And, of course, there was the cattiness and the defiance suggested by the epitaph, “grand old fag.”
“He loved to gossip,” recalls Laurie Wen, who met Kohler through anti-war activities in 2003. She remembers their first conversation that lasted for two hours on Seventh Avenue and 21st Street. “I was kind of shocked at how much he was telling me! It was switching between this really funny, crazy gossip, and really hard-core, social justice activism,” she says.
This paradox of Kohler could be heard during the political funeral, when marchers led by AIDS activist Amos Hough shouted one of his favorite expressions, “Wash your ass!” Newcomers to the West Village neighborhood looked on, bewildered, while some tourists snapped photographs.
One of the most beloved stories told about Kohler pertains to his earliest days of activism, when he headed to the South with the Congress on Racial Equality to desegregate a public pool. He and two black friends hopped in, to the consternation and horror of the white swimmers, and the pool had to be drained to remove them.
“They sat there crouching for hours with the water going down until the entire public pool was empty,” says Kara Davis.
Last night, Kohler was in the water again, for one final time as his ashes were scattered in the Hudson River. He wanted to join his friends, the transgender pioneers Sylvia Rivera, who died in 2002, and Marsha P. Johnson, whose body was discovered floating in the river mysteriously in 1992.
“Have a nice fuckin’ swim!” shouted the crowd as they emptied the urn, and said goodbye.

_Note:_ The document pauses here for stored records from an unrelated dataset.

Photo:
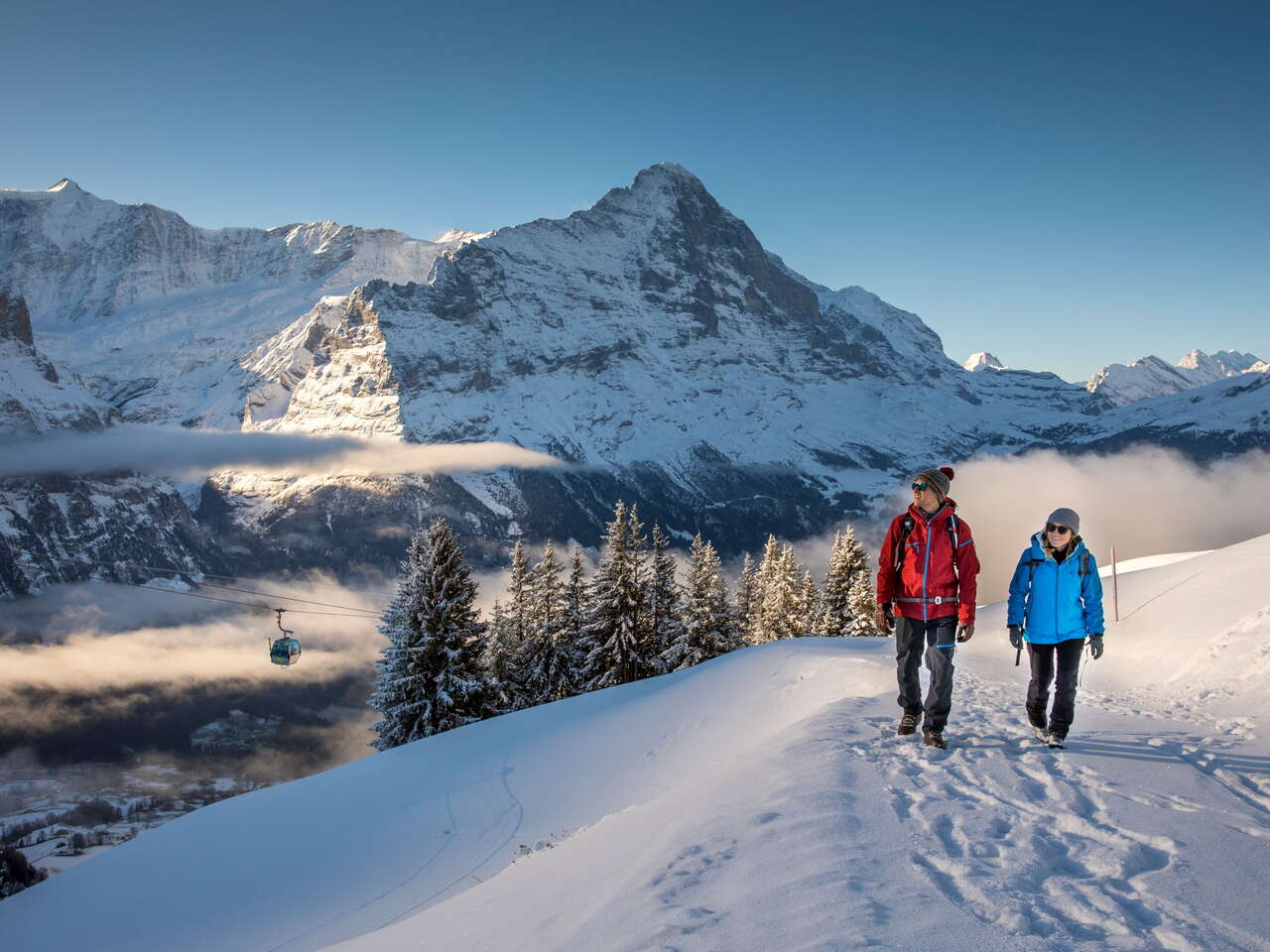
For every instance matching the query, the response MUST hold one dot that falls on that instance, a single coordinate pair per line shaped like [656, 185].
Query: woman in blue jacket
[1056, 602]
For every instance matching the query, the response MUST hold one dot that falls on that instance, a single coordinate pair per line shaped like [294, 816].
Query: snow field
[761, 801]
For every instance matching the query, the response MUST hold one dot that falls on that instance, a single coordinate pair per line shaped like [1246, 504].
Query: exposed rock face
[59, 529]
[14, 318]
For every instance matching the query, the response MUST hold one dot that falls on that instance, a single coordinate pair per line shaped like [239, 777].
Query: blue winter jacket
[1051, 601]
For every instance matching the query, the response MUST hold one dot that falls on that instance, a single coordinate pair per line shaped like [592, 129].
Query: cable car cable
[209, 585]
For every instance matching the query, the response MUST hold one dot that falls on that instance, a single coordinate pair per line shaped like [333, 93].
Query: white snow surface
[760, 801]
[134, 293]
[1150, 377]
[983, 361]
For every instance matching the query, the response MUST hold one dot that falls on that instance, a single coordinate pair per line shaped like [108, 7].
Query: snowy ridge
[761, 801]
[158, 312]
[651, 338]
[1150, 377]
[983, 361]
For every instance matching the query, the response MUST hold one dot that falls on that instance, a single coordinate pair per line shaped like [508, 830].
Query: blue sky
[1062, 184]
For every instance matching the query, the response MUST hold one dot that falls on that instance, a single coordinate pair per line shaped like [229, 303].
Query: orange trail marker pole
[1115, 588]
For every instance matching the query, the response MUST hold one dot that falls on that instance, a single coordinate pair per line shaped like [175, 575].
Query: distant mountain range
[651, 339]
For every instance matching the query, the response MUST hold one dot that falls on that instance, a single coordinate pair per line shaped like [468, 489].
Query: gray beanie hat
[939, 476]
[1069, 518]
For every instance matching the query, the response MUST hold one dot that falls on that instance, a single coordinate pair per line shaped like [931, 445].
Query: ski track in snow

Posted by Michael Clancy at 11:30 AM, December 6, 2007
Bob Kohler doing outreach for homeless people with HIV in 2000.
photo: Cary Conover
Bob Kohler, gay activist, former owner of The Loft on Christopher Street, Stonewall veteran, co-founder of the Gay Liberation Front, ACT UP member, and longtime fixture of Charles Street, died on Wednesday at the age of 81. The cause of death was cancer, according to friends.
A Queens native who lost a kidney in World War II, Kohler was remembered as a tireless fighter for gay rights, transsexual rights, queer youth, and people with HIV/AIDS who never gave up the struggle even as he battled illness and advancing years.
"At at an age when most people were doing nothing much more than using a remote control Bob was out on the street fighting for what he believed in and often committing civil disobedience," said Bill Dobbs, a friend. "He inspired many younger activists and helped shape the modern gay rights movement."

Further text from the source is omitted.